Data quality refers to the level of quality of Data. There are many definitions of data quality but data is generally considered high quality if, they are fit for their intended uses in operations, decision making and planning. Alternatively, data is deemed of high quality if it correctly represents the real-world construct to which it refers. Furthermore, apart from these definitions, as data volume increases, the question of internal consistency within data becomes significant, regardless of fitness for use for any particular external purpose.
The people’s views on data quality can often be in disagreement, even when discussing the same set of data used for the same purpose. The definition of quality is applied, data quality can be defined as the degree to which a set of characteristics of data fulfills requirements. Examples of characteristics are: completeness, validity, accuracy, consistency, availability and timeliness. Requirements are defined as the need or expectation that is stated, generally implied or obligatory.

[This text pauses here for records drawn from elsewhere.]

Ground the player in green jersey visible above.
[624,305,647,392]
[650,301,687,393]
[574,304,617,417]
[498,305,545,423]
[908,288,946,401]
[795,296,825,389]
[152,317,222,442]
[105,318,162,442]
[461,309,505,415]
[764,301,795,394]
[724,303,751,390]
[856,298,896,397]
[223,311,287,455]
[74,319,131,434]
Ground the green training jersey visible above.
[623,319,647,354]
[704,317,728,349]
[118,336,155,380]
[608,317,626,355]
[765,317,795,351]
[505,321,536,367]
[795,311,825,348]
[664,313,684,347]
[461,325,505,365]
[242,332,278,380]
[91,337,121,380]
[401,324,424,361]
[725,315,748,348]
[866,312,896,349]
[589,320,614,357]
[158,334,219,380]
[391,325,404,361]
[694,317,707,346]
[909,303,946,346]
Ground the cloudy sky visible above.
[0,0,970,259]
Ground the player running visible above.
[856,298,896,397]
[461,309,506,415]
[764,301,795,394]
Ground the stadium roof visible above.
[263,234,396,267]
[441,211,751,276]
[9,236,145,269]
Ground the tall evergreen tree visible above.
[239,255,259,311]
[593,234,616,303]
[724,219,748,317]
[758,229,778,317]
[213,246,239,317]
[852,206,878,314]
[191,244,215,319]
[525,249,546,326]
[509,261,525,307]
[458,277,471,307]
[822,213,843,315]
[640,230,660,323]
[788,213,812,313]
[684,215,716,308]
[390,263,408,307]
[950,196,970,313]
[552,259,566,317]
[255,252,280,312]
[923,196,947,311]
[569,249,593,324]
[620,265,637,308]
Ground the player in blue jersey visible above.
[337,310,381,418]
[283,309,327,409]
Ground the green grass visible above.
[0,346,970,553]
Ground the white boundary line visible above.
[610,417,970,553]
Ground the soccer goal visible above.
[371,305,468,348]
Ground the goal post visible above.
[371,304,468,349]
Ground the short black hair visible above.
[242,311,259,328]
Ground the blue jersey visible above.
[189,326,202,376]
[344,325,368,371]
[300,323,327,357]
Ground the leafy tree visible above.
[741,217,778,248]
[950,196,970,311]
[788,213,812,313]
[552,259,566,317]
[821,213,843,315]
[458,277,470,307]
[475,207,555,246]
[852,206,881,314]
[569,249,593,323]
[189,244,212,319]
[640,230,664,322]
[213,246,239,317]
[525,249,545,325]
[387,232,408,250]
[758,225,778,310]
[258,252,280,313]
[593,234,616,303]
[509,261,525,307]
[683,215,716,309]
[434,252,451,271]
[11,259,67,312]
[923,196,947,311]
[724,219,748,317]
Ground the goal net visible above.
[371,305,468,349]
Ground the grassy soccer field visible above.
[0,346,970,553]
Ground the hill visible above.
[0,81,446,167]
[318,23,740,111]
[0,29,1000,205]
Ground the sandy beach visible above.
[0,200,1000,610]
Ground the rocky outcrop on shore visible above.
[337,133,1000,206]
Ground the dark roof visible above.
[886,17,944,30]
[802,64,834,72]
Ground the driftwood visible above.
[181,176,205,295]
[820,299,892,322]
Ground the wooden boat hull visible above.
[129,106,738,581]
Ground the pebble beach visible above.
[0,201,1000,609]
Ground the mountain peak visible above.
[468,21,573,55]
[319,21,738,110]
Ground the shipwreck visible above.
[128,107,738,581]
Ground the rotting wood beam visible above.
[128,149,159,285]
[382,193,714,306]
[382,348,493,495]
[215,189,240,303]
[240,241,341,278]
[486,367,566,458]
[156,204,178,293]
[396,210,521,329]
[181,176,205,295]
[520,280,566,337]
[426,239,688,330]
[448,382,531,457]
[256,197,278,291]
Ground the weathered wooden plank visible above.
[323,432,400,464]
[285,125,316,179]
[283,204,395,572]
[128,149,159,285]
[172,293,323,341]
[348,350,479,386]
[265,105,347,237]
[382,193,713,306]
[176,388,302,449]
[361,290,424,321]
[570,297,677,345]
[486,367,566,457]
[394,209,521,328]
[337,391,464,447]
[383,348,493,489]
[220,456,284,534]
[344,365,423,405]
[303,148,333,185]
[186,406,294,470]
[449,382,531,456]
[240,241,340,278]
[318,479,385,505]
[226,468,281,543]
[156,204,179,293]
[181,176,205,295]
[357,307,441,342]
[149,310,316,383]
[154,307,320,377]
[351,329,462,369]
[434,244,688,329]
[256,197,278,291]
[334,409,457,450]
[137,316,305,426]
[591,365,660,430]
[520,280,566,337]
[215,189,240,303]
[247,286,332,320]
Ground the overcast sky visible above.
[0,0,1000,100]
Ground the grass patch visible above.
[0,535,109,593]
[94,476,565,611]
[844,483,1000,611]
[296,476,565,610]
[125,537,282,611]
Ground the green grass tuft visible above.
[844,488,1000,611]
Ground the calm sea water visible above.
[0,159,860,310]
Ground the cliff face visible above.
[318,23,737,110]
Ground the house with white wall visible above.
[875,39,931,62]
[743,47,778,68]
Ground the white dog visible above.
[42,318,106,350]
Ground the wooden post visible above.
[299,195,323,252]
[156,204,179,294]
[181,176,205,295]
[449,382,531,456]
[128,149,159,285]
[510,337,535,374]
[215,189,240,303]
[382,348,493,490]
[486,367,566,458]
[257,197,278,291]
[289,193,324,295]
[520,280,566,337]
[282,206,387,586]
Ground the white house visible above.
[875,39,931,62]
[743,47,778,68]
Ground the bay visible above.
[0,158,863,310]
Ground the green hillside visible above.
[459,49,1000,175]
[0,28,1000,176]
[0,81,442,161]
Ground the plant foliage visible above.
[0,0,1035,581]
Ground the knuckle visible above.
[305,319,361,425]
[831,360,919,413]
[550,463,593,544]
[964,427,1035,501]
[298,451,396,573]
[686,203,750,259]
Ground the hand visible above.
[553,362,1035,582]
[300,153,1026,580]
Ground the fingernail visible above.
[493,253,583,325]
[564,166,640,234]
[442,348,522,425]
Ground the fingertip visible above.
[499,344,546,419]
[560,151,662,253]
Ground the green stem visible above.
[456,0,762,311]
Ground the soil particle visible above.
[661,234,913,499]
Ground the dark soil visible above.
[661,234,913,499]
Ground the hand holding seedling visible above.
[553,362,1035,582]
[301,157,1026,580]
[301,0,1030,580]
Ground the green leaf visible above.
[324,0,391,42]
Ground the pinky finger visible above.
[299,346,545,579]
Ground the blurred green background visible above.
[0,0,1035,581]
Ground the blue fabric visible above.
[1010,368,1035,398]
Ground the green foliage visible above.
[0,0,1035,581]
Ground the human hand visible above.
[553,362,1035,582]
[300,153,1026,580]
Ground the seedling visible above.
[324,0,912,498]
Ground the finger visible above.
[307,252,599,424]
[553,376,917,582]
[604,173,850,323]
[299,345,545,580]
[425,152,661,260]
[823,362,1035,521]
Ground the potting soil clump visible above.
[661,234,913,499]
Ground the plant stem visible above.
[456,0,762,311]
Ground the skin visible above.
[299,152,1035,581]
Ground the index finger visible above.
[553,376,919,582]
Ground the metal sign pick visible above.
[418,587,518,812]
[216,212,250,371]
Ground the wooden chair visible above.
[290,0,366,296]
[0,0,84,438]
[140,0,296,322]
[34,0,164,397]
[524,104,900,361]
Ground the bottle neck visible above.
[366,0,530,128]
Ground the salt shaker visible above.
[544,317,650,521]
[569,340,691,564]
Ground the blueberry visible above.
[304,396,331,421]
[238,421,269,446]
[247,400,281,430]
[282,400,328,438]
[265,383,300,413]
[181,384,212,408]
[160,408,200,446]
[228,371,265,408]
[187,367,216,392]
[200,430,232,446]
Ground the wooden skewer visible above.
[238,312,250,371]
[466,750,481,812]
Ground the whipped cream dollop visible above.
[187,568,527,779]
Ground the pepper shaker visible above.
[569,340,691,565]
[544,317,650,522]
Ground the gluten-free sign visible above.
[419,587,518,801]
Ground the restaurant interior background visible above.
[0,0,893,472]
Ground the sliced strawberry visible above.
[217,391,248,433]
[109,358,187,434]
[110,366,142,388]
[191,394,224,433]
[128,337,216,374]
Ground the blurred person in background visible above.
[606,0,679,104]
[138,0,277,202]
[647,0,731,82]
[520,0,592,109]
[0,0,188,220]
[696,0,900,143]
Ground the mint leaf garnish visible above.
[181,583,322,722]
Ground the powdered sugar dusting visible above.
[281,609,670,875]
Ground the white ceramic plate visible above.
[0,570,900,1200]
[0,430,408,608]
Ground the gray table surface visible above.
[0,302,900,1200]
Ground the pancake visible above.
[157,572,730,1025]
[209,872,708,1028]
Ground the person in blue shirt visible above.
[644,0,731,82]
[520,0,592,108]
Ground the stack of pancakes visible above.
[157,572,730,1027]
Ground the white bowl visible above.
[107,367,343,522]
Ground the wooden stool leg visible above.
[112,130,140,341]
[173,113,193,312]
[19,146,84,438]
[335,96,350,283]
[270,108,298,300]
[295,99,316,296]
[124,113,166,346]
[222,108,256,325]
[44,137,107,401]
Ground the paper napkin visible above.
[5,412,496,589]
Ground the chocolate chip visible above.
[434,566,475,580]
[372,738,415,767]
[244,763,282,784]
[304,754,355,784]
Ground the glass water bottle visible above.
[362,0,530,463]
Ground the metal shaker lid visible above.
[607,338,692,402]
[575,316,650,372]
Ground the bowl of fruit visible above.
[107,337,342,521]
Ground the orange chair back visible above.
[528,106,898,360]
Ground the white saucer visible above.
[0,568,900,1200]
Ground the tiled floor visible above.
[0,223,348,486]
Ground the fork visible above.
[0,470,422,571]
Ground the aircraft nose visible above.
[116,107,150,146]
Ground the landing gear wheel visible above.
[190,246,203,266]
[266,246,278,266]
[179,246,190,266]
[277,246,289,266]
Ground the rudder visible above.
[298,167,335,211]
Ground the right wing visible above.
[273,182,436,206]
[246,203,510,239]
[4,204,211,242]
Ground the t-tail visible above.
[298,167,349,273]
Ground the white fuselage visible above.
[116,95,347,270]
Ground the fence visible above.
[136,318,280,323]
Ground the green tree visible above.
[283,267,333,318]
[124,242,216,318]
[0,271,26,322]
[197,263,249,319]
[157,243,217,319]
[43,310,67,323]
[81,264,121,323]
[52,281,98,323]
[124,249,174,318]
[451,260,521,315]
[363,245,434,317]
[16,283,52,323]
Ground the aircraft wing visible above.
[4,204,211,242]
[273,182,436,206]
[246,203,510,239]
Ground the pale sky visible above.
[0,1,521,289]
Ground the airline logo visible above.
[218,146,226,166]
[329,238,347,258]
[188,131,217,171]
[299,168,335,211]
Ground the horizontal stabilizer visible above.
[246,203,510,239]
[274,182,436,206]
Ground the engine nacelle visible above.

A considerable amount of data quality research involves investigating and describing various categories of desirable attributes (or dimensions) of data. These lists commonly include accuracy, correctness, currency, completeness and relevance. In practice, data quality is a concern for professionals involved with a wide range of information systems, ranging from data warehousing and business intelligence to customer relationship management and supply chain management. Problems with data quality don’t only arise from incorrect data; inconsistent data is a problem as well. Eliminating data shadow systems and centralizing data in a warehouse is one of the initiatives a company can take to ensure data consistency.
The market is going some way to providing data quality assurance. Most data quality tools offer a series of tools for improving data, which may include some or all of the following:
- Data profiling – initially assessing the data to understand its quality challenges
- Data standardization – a business rules engine that ensures that data conforms to quality rules
- Geocoding – for name and address data. Corrects data to U.S. and Worldwide postal standards
- Matching or Linking – a way to compare data so that similar, but slightly different records can be aligned. Matching may use “fuzzy logic” to find duplicates in the data. It often recognizes that ‘Bob’ and ‘Robert’ may be the same individual. It might be able to manage ‘householding’, or finding links between spouses at the same address, for example.
- Monitoring – keeping track of data quality over time and reporting variations in the quality of data. Software can also auto-correct the variations based on pre-defined business rules.
- Batch and Real time – Once the data is initially cleansed (batch), companies often want to build the processes into enterprise applications to keep it clean.